Chi sono i "Lurker" sui social e perché la loro presenza è un bene (anche secondo la psicologia!)

Vi succede: postate una foto, tre commenti, sette like, ottanta visualizzazioni delle storie. I numeri non tornano. Chi sono tutte queste persone che guardano, guardano, guardano… e poi spariscono senza una parola, neanche un cuore svogliato?
Da anni la Rete li chiama lurker, quasi fossero figure sospette appostate dietro le tende del vostro feed. Ma la psicologia contemporanea sta smontando questa etichetta un po’ tossica. La “maggioranza silenziosa” dei social non è assente: è molto più raffinata e strategica di così.
Cos’è davvero un lurker (e perché siete in ottima compagnia)
Un lurker sui social è l’utente che consuma contenuti senza quasi mai intervenire. Scorre Instagram e TikTok, legge nei gruppi Facebook, apre i link nelle chat, guarda tutte le vostre stories… e poi non commenta, non pubblica, raramente mette like. È presente, informatissimo, solo estremamente discreto.
Il termine viene dall’inglese “to lurk”, appostarsi, stare nascosti. Online è diventato “lurkare”: esserci senza farsi notare. Per anni nei forum chi produceva contenuti li considerava quasi parassiti. Poi sono arrivati i numeri: secondo la famosa regola 90‑9‑1, circa il 90 per cento degli utenti di una community sono lurker, il nove per cento contribuisce ogni tanto, l’uno per cento crea quasi tutto ciò che vedete.
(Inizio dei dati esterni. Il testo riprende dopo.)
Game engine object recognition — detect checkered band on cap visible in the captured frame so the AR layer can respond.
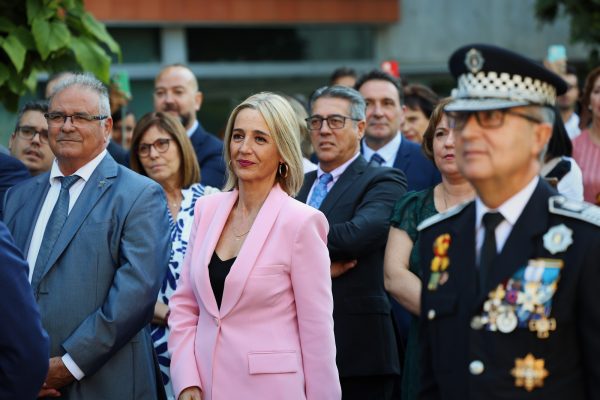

Essere lurker non è l’eccezione. È la norma silenziosa.
Perché si lurka: selettivi, non passivi
La lettura più interessante viene dalla psicologia sociale: quello che fate si chiama “partecipazione periferica legittima”. Tradotto in linguaggio meno accademico, potete far parte di una community anche solo osservando. Entrate in un nuovo gruppo Telegram? Prima leggete il tono, i codici, chi parla di cosa. Seguite una creator? La studiate per settimane prima di decidere se fidarvi. Osservare, leggere, confrontare sono comportamenti di piena appartenenza, solo meno teatrali.
C’è poi la gestione dell’identità digitale. Ogni commento oggi è potenzialmente uno screenshot eterno. Molte di noi scelgono di non lasciare tracce proprio per evitare fraintendimenti, flame, discussioni inutili sotto un reel. I social hanno un’altissima “intensità performativa”: ogni post è un piccolo show personale. Restare in modalità lurker significa rifiutare il palcoscenico, ma non la relazione. Continuate a informarvi, a seguire le dinamiche, solo senza trasformare tutto in spettacolo.
A livello di tratti personali, nei lurker si trovano spesso più introversione e cautela sociale, ma anche una forte capacità di osservazione. Preferite capire prima di esporvi, elaborare dentro invece che esternare subito. E poi c’è la social media fatigue: notifiche continue, richieste di interazione, la sensazione di dover reagire a tutto in tempo reale. Per molte, la risposta non è cancellarsi da Instagram, ma restarci a modo vostro, in maniera più controllata e silenziosa. Un uso difensivo, sì, ma anche molto lucido.
Lurker chic: cosa significa per voi e per chi crea contenuti
Se vi riconoscete in questo profilo, non c’è nulla di “sbagliato”. Scegliere di non pubblicare ogni dettaglio della propria vita è una forma di igiene mentale e di cura della privacy. Osservare vi permette di imparare, capire trend, testare idee senza esporvi. L’unica domanda da farvi è: questo modo di stare sui social mi protegge o mi isola? Se consumate contenuti solo per confrontarvi al ribasso, se vorreste interagire ma la paura del giudizio vi blocca sempre, allora forse vale la pena parlarne con qualcuno di fidato, o anche con un professionista.
Per chi crea contenuti e per i brand, i lurker sui social sono il pubblico fantasma che muove i numeri importanti: visualizzazioni, tempo di visione, click sui link, salvataggi. Non commentano, ma sono quelli che comprano dopo avervi seguito in silenzio per mesi, che consigliano il vostro profilo in una chat privata, che leggono ogni caption fino all’ultima riga. Trattarli come “parassiti” è un errore di lettura, oltre che di strategia.
Ha più senso imparare a dialogare con loro a bassa voce. Come? Con domande specifiche alla fine dei post, sondaggi nelle stories che richiedono un solo tap, sticker anonimi, box per le domande che non obbligano a esporsi in pubblico. E accettando l’idea che una parte della vostra community resterà sempre in modalità spettatrice. Non è un fallimento: è la struttura stessa dei social. In un ecosistema che premia chi urla, la presenza di chi osserva in silenzio è forse la forma più elegante di resistenza digitale.